To create a branch on GitHub, click on the "main" button and type a branch name in the search box (ie. test_branch1). If the branch does not exist, then users will have the option to create it by hitting the "Create" icon.

Alternatively, click on "Branch" and then the green "New branch" icon at the next page. The new branch will be named test_branch1. Hit the green button labeled "Create new branch" when ready.

Go back to the repository and click main to confirm that test_branch1 was added.

Pull request and merging two branches

Definition

"A pull request is a proposal to merge a set of changes from one branch into another. In a pull request, collaborators can review and discuss the proposed set of changes before they integrate the changes into the main codebase. Pull requests display the differences, or diffs, between the content in the source branch and the content in the target branch." -- GitHub

Add the following code to this_is_a_r_script.R, which draws a heatmap of the mtcars data using the R package pheatmap.

library(pheatmap)

pheatmap(mtcars, scale="column")

After making the additions, upload this_is_a_r_script.R to test_branch1. Select "Commit directly to test_branch1" under the commit message box.

Going back to the repository and clicking on the script will reveal the additions to the script in test_branch1, which are not in the script on the main branch.

The repository view indicates that test_branch1 is one commit ahead of the main branch because the additions to this_is_a_r_script.R has not been pushed to main yet.

Clicking on the "1 commit ahead of main" link will pull up the comparison between the script in the main branch and that in test_branch1.

Because the addition of the heatmap for the mtcars data was added to the script in test_branch1, it should ideally be added back to the main branch of the repository once the changes are acceptable by individual or team standards.
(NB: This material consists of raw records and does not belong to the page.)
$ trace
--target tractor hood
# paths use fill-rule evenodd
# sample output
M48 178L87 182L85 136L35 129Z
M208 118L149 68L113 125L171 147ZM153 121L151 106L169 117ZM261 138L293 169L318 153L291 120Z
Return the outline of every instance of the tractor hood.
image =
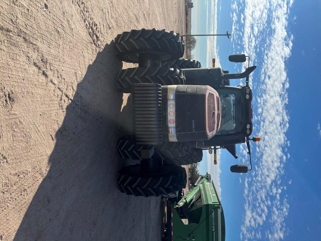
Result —
M208 85L162 86L163 136L170 141L208 140L221 124L221 101ZM164 139L166 140L166 139Z

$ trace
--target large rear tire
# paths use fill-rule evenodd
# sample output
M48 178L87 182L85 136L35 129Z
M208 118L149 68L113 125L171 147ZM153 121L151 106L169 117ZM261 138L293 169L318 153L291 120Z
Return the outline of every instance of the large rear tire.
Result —
M178 69L194 69L202 68L200 62L193 59L181 58L171 61L165 61L162 62L163 66L168 66L171 68Z
M190 165L199 162L203 158L203 151L201 149L191 147L189 151L185 156L179 158L166 159L164 162L167 164L178 165Z
M118 187L122 192L134 196L168 196L185 188L186 171L181 166L163 165L153 174L144 173L140 164L126 166L119 171Z
M157 83L162 85L184 85L183 71L169 67L137 67L122 69L118 73L116 84L124 93L130 93L136 83Z
M160 60L178 59L184 54L184 45L179 33L165 29L132 30L115 38L115 52L125 62L137 63L140 53L156 53Z

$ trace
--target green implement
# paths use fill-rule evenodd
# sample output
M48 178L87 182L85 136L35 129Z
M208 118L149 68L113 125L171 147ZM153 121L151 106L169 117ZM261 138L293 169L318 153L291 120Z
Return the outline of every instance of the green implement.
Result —
M225 240L224 213L209 174L200 177L178 202L169 200L167 207L163 240Z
Create a pull request by clicking on the green "Create pull request" button in the comparison page shown in the previous image. At the subsequent page, users can add a description for the pull request and add reviewers as well as assignees. Click on the green "Create pull requst" icon when done.

At the pull request page, users can view conversations, compare changes by clicking on the "Files changed" tab, and add comments. The green "Open" icon indicates that the pull request status is open and adjacent to it is a message indicating there is 1 commit to merge to the main branch from test_branch1. Users can also request approval from reviewers before merging. But if ready, click on the green "Merge pull request" button and the user will be asked to confirm.

The pull request will be closed if the merge is successful.

In the respository view, the main branch will now have a message that says a pull request was merged from test_branch1. Clicking on the this_is_a_r_script.R will reveal the updated code.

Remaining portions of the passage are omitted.